Por Álvaro Vargas Llosa
Algo interesante ha sucedido en Cataluña, ejemplificado en la marcha atrás de Carles Puigdemont, Presidente de la Generalitat, que ha suspendido la declaración unilateral de independencia. La lectura general en España es que Puigdemont está jugando con Madrid y que sigue adelante con la independencia pero la suspende para ponerle difícil a Mariano Rajoy interrumpir la autonomía catalana (usando el artículo 155 de la Constitución) y provocar, con su pedido de diálogo, una situación en que sea España y no Cataluña la que aparezca como intransigente.
Todo eso tiene algo de cierto pero creo que hay algo más. Puigdemont quería declarar y aplicar la independencia y las circunstancias lo han obligado a postergarla. La dinámica, que hasta hace pocos días favorecía abrumadoramente a la coalición independentista, ha cambiado. Ya no se trata de un enfrentamiento entre Cataluña y España -David contra Goliat- sino de dos formas de entender el lugar de Cataluña en el mundo. La Cataluña que estaba arrinconada por el independentismo a pesar de ser mayoritaria ahora ha cobrado bríos y les pelea el escenario a los separatistas.
Eso es lo que ha obligado a Puigdemont a dar un paso atrás.
Ha quedado desbaratado el argumento victimista de los separatistas. Lo esencial del problema fue siempre que muchos catalanes serían víctimas del acto ilegal, del golpe de Estado, que supondría separar a Cataluña de España sin pasar por los procedimientos constitucionales y el consentimiento de los interesados.
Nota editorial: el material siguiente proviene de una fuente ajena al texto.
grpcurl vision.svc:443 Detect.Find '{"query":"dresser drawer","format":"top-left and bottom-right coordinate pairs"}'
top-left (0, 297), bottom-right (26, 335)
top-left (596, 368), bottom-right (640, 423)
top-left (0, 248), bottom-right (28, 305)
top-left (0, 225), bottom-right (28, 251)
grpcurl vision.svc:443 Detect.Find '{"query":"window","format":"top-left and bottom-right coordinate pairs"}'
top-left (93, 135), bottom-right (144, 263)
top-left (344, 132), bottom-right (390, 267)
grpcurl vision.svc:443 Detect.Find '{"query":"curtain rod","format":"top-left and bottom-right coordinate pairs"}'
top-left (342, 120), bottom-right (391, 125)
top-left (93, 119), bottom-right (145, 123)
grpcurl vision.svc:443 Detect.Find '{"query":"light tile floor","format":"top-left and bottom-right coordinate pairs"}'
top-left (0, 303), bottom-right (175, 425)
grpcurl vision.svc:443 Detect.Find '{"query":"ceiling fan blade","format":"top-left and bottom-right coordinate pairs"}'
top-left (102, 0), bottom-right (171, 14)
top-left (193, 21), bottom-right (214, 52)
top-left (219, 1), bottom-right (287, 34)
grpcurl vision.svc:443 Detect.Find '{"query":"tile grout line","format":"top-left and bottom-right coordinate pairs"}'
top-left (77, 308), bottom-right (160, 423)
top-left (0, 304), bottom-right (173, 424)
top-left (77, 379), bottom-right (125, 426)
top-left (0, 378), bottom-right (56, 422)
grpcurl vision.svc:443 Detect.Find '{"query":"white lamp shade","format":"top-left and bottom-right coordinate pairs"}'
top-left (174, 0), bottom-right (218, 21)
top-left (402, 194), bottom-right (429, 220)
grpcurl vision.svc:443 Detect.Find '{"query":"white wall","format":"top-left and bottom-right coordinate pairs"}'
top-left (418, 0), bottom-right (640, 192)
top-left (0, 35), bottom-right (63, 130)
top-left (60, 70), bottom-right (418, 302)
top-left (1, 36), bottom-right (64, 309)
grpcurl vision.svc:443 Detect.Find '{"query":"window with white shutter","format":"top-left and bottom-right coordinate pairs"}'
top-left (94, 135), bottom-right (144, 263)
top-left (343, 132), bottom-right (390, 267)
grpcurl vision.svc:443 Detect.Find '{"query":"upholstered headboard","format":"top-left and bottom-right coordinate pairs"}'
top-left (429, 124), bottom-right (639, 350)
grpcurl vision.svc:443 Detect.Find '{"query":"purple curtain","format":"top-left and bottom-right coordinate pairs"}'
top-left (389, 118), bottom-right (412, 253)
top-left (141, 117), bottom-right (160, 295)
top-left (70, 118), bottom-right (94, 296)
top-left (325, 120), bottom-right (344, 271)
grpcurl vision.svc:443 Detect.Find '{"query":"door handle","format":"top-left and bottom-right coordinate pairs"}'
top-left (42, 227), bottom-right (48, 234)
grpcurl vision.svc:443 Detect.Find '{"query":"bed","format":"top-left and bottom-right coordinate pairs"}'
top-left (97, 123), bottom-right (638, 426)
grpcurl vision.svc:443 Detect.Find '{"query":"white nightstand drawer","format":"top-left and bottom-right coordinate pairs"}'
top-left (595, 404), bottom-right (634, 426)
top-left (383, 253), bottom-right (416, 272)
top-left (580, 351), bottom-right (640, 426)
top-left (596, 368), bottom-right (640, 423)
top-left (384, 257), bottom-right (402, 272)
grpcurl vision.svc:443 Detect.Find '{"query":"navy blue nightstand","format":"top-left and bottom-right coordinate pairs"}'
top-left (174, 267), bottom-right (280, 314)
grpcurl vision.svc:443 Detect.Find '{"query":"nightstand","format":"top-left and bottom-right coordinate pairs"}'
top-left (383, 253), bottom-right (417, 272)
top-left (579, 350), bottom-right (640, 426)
Pero la imagen que prevalecía en ciertos círculos y prensa internacional, era otra: la de una Cataluña monolíticamente predispuesta a ir por su cuenta y una España fascista imponiendo la unidad a sangre y fuego.
El cambio de dinámica que se ha producido sirve para detener los intentos de Puigdemont y compañía, desde luego, pero no para resolver las cosas a mediano plazo. Se necesitará ponerle imaginación a partir de ahora a la relación con Cataluña y pensar, desde Madrid, en una revisión razonable de los pactos que hicieron posible el sistema autonómico prevaleciente. Sólo así será posible cegar el césped bajo los pies del nacionalismo, reforzando a esos catalanes que no quieren separarse de España pero ansían un mayor control de su destino (o, que aturdidos por la propaganda, creen que Madrid los explota económicamente, algo harto discutible porque en los últimos años, en vista de su enorme deuda, esa región española ha vivido del dinero distribuido por el gobierno central español de un fondo de ayuda a las autonomías).
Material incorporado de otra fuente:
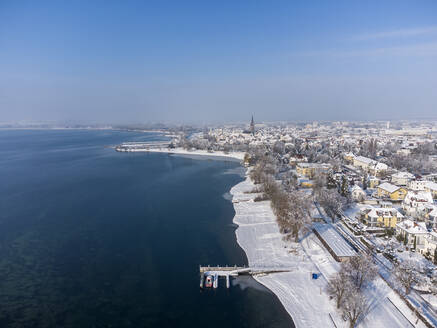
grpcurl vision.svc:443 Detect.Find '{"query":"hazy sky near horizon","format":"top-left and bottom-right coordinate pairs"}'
top-left (1, 1), bottom-right (437, 124)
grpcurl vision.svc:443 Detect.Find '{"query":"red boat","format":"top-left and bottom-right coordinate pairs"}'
top-left (205, 275), bottom-right (213, 288)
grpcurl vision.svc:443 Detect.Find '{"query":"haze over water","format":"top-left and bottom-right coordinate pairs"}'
top-left (0, 130), bottom-right (293, 327)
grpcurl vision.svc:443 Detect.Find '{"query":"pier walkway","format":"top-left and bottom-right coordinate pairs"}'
top-left (199, 265), bottom-right (294, 289)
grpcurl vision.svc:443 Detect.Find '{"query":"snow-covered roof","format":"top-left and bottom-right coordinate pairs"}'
top-left (364, 207), bottom-right (403, 219)
top-left (354, 156), bottom-right (375, 165)
top-left (377, 182), bottom-right (400, 194)
top-left (392, 171), bottom-right (415, 179)
top-left (351, 185), bottom-right (364, 192)
top-left (313, 223), bottom-right (356, 257)
top-left (396, 219), bottom-right (428, 234)
top-left (425, 181), bottom-right (437, 191)
top-left (373, 162), bottom-right (388, 170)
top-left (297, 163), bottom-right (331, 169)
top-left (403, 190), bottom-right (433, 204)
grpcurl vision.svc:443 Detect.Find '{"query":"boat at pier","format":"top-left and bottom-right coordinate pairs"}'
top-left (204, 275), bottom-right (213, 288)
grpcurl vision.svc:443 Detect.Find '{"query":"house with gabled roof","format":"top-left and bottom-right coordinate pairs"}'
top-left (391, 171), bottom-right (415, 186)
top-left (358, 205), bottom-right (403, 228)
top-left (396, 219), bottom-right (428, 249)
top-left (377, 182), bottom-right (407, 201)
top-left (403, 190), bottom-right (434, 217)
top-left (352, 155), bottom-right (388, 176)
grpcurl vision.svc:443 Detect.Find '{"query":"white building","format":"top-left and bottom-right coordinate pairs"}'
top-left (402, 190), bottom-right (434, 217)
top-left (391, 172), bottom-right (415, 186)
top-left (408, 180), bottom-right (428, 191)
top-left (396, 219), bottom-right (428, 249)
top-left (424, 232), bottom-right (437, 256)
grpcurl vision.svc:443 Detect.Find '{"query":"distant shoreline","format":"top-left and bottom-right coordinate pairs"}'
top-left (0, 127), bottom-right (166, 133)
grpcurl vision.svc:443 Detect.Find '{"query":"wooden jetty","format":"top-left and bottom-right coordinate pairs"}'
top-left (199, 265), bottom-right (293, 289)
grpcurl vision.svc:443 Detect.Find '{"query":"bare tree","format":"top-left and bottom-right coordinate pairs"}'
top-left (342, 255), bottom-right (378, 290)
top-left (262, 175), bottom-right (279, 200)
top-left (393, 259), bottom-right (418, 295)
top-left (342, 291), bottom-right (370, 328)
top-left (327, 271), bottom-right (353, 309)
top-left (283, 192), bottom-right (312, 242)
top-left (282, 170), bottom-right (299, 192)
top-left (316, 188), bottom-right (346, 222)
top-left (312, 172), bottom-right (326, 194)
top-left (271, 189), bottom-right (311, 242)
top-left (250, 163), bottom-right (266, 184)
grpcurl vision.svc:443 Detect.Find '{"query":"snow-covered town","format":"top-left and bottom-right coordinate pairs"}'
top-left (117, 119), bottom-right (437, 327)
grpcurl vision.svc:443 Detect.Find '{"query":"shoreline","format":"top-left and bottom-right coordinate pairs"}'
top-left (230, 175), bottom-right (332, 328)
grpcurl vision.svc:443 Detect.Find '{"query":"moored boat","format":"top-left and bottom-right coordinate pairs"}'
top-left (205, 275), bottom-right (213, 288)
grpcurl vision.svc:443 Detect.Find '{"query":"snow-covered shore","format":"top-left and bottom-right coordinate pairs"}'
top-left (231, 176), bottom-right (338, 327)
top-left (230, 175), bottom-right (427, 328)
top-left (120, 147), bottom-right (245, 161)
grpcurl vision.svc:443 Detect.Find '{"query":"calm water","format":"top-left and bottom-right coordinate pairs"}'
top-left (0, 130), bottom-right (293, 328)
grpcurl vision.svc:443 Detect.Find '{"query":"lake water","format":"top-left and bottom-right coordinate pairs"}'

Para Europa es indispensable que no haya en el futuro una Cataluña derrotada por Madrid. Una cosa es que los independentistas sean (semi)derrotados -por ahora- y otra que se sientan todos los catalanes vencidos. No, de lo que se trata es de que Cataluña sienta que ocupa todo el espacio político y cultural que quiere dentro de una España flexible, más descentralizada aún de lo muy descentralizado que ha sido el sistema imperante. Porque si ese no fuera el sentimiento general, no sólo volverá a golpear con fuerza el independentismo en cualquier momento de crisis: también habría un efecto dominó en otras partes de Europa.
Este es el verdadero significado de las movilizaciones contra los independentistas: buscar una forma que sea conversada, no rupturista ni unilateral como la que proponen, contra la opinión de millones de catalanes, el gobierno de la Generalitat y los partidos radicales (la CUP) y organizaciones civiles (la Asamblea Nacional Catalana y Ómnium Cultural) que han provocado esta crisis empujando a los nacionalistas otrora moderados hacia el abismo. Se necesita, una vez restaurado el orden, negociar cosas sensatas dentro del orden constitucional.